Question

If the HCF of $85$ and $153$ is expressible in the form $85n-153,$ then value of n is :
$
  A.\,{\text{ }}3 \\
  B.{\text{ 2}} \\
  {\text{C}}{\text{. 4}} \\
  {\text{D}}{\text{. 1}} \\
 $

Answer 1

Hint: Highest common factor (HCF) is the greatest number which divides each of the two or more numbers. It is also known as the Greatest Common Measure (GCM) and the Greatest Common Divisor (GCD).
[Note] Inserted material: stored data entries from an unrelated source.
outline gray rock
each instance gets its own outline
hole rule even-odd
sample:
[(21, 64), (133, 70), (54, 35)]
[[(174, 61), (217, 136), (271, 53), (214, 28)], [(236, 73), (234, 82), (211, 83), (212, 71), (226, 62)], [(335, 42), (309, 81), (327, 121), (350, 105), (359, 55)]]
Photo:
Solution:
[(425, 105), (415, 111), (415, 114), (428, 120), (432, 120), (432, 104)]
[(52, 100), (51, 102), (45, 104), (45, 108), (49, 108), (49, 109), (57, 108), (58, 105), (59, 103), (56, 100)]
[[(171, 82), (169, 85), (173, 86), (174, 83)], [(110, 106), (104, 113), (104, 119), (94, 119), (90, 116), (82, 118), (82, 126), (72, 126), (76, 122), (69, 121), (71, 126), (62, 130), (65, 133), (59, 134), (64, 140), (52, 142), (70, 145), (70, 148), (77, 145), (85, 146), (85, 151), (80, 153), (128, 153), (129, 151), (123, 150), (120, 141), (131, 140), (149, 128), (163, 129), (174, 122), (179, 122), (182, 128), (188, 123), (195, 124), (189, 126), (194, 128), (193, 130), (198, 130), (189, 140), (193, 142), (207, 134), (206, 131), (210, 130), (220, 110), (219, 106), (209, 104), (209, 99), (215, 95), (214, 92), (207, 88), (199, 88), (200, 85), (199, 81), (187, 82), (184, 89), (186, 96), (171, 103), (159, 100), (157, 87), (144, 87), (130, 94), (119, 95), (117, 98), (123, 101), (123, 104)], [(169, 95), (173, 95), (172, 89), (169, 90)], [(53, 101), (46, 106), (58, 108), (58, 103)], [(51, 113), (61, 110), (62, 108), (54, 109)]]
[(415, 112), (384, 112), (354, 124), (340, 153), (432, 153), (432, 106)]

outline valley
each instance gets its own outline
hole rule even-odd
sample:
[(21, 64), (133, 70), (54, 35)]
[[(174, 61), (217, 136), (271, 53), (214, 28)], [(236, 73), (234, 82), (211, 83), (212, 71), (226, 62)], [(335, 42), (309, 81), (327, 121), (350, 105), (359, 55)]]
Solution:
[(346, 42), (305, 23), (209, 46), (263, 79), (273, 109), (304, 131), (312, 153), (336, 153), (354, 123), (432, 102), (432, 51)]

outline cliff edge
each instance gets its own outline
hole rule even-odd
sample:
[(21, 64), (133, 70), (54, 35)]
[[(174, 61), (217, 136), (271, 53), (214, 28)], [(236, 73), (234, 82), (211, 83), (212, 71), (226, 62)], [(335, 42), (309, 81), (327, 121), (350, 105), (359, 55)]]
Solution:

Here we will find the HCF of both the given numbers and will compare it with the given form to find the unknown term.

Complete step-by-step answer:
Now, the Highest common factor (HCF) by the factorization method –
$\Rightarrow 85=17\times 5\ \text{ }......\text{(a)}$
Similarly for the other given number –
$\begin{align}
  & 153=17\times 9 \\
 & 153=17\times 3\times 3\text{ }.........\text{(b)} \\
\end{align}$
From the equations (a) and (b) –
The common factors of both the given numbers $85\,\text{and 153 is 17}$
Hence, the HCF of the given two numbers $85\,\text{and 153 is 17}$ …………………. (c)
Now, put the value of the equation (c) in the given expression
$\Rightarrow 85n-153=17$
Simplify using the basic mathematical operations, by the property when the term is moved from the right hand side to left hand side then the negative term is changed to positive and vice-versa.
$\begin{align}
  & 85n=17+153 \\
 & 85n=170 \\
\end{align}$
U se the identity, when the term in multiplicative at one side is moved to the other side, it goes to the division and vice-versa.
$\begin{align}
  & n=\dfrac{170}{85} \\
 & n=2 \\
\end{align}$
Therefore, the required solution - If the HCF of $85$ and $153$ is expressible in the form $85n-153,$ then value of n is $2$

So, the correct answer is “Option B”.

Note: We can find the HCF of any given number by two methods.
\[1)\] Prime factorization method and $2)$ the division method. Also, go through the difference between LCM (Least common Multiple) and HCF (Highest common multiple) and methods to find to solve these types of problems.